Anxious feelings are natural and normal
We all feel anxious at times. Almost all of us will experience symptoms of anxiety from time to time. There were 8.2 million cases of anxiety in the UK in 2013 and globally, 284 million people were estimated to have experienced an anxiety disorder in 2017, making it the most prevalent mental health disorder across the world.
Anxiety is a natural response to those moments when we feel under threat.
Whenever we don’t feel safe, and aren’t sure of what’s going to happen, our brain springs to our defence. It becomes hypervigilant, checking for any sign of danger.
Stress hormones, adrenaline and cortisol flood our bodies, causing our heart to beat faster, our breathing to become shallower.
We are ready to run fast, think quickly, and get out of danger. Our brain is doing exactly what it’s supposed to do in times of crisis.
Back in our caveman days, our anxiety response was designed as a short, sharp intervention to help us escape the jaws of our predators.
Unfortunately for many of us nowadays, our anxiety can form the back drop of our days: it becomes a constant presence, leaving us feeling persistently on edge, whether or not we can identify the cause.
When we’re anxious we take the worst-possible perspective
In this anxious state, our brains will always take the worst-possible perspective. (This makes sense from an evolutionary standpoint: it’s safer to assume the tiger is going to eat you, rather than just wants to play!)
If we are tuned to the negative, we can easily interpret every tickle in our throat or twitch in our muscles as a sign that we are seriously ill.
We can see the gritted teeth of our boss or partner, and expect a furious attack, when perhaps they’ve actually just got a cornflake stuck in their teeth.
A particular phone number flashes up on our display, and immediately our stomach lurches, our heart races, and we feel sick at the thought of answering.

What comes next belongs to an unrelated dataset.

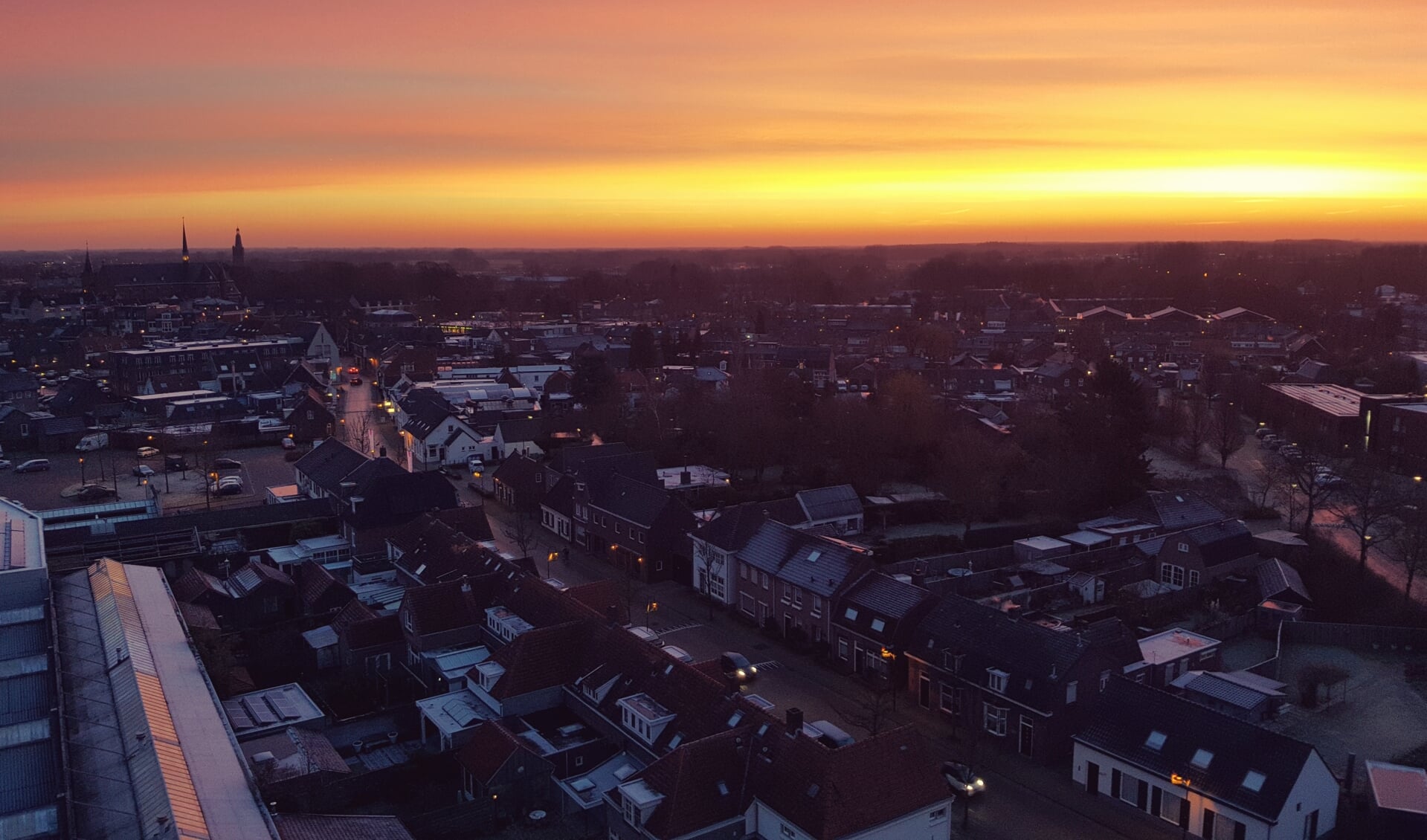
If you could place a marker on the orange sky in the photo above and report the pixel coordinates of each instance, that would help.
(729, 123)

Our brain keeps us in this constant state of hyper-vigilance, relentlessly checking for danger. (If there’s one tiger out there, there might well be others).
Often this shows up as looping negative thoughts, as we constantly scan through our brain, looking for potential threat; sometimes it manifests as repeated physical checking (the door is locked, the cooker is off), or we search for safety through a perfect routine for washing our hands, or cleaning the sink for example.
We create our anxiety by negatively forecasting the future, and negatively looking back over the past. It’s easy for it to become a self-perpetuating downwards spiral.
Multiple symptoms of anxiety
The symptoms of anxiety are many and varied.
- Often our sleep is disrupted:
- we might spend hours trying to nod off;
- perhaps we can’t stay asleep – waking every one, two or three hours; or
- maybe we wake with the birds, at four or five o’clock in the morning.
- If we can stay asleep, we’re likely to wake feeling exhausted rather than refreshed, as if we’ve had ten rounds in the boxing ring.
- Brain fog is a common challenge for those who suffer from chronic anxiety. The feeling of wading through treacle when we’re trying to think. Finding it hard to concentrate, difficult to make decisions or take action, and so easy to forget things.
- Wrestling with a pervasive sense of dread, we can become irritable, angry, on edge, restless, and critical; finding it hard to spot opportunities or see the good in a situation or person. As one client of mine explained it,
“The sun is out, but I just can’t see it.”
- Our body can feel tired and achy: neck, shoulder and lower back pain is often an issue as the body tenses up in response to stress.
- Feeling sick, stomach upsets, IBS, and needing the loo or constipation, can be a problem.
- Skin conditions can flare up. Blood pressure can rise. Headaches maybe common.
Sadly the list goes on…..
Happily though there is a great deal we can do to help ourselves feel better, and start to ease the anxious feelings of fear.
Start small: take baby steps to being able to recognise you do have control over certain aspects. Be kind and compassionate to yourself as you explore the options. Read about 10 powerful ways to help ease anxiety here,, from the obvious to more obscure.
Allow yourself to dare hope that there are choices open to you, to help you start to ease your anxiety, and regain a sense of calm, hope and control.
High quality support is available for you
If you are seriously struggling right now, or are worried about a friend or family member, don’t hesitate to reach out for support.
When choosing a therapist check they are a member of a well-reputed professional body. This should mean their qualifications, training, and insurance are up to date, and they follow an established Code of Ethics. Remember too that the success of your therapy will significantly depend on your relationship with your therapist, so do seek someone you feel comfortable with and trust.